Is it possible to keep the data entirely on premise, while still leveraging an in-cloud managed service like Amazon Managed Workflows for Apache Airflow (MWAA)? Or does this require some kind of data transfer to the cloud?
Are there additional security concerns in doing this hybrid approach?
Yes and No.
Airflow allows you to "connect" everything everywhere. This means that you can define a Connection to an on-premise / cloud resource and build ETL that query/write to it. That said, as you mention there are in some cases security or authorization issues that are not related to Airflow itself but more related to policies of your organization.
For example: If you add a connection to query a financial database this means that all your Airflow users will be able to utilize this database if they wish. There is no build-in authorization mechanism that specify who is authorized and who is not. This can be a source for trouble because you wouldn't want all your Airflow users to be able to query sensitive data. Another issue may raise if your op premise resource is designed to not allow any access from external addresses (allow/deny list etc...)

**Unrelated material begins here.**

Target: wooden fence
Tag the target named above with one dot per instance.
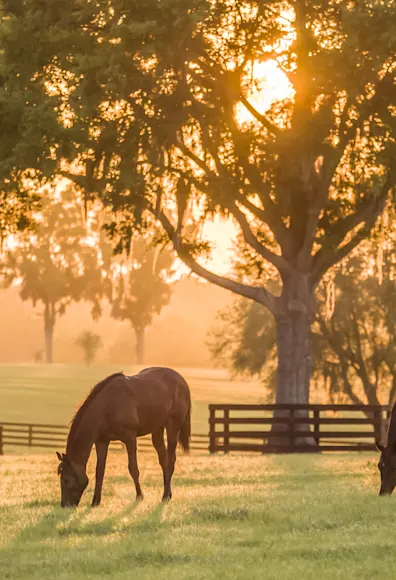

To summaries - Airflow allows you to do that. Issues can raise depending on your company procedures about resources and access control. I would suggest for you to do a POC - get a sense of how it can work for your organization and if specific issues raised ask about them and see if there are work around.
I can say that what we did in order to protect limited access databases we simply use two distinct Airflow instances. This means that the protected connections are defined only in one instance so we just moved the permission handling from the resources level to the Airflow level.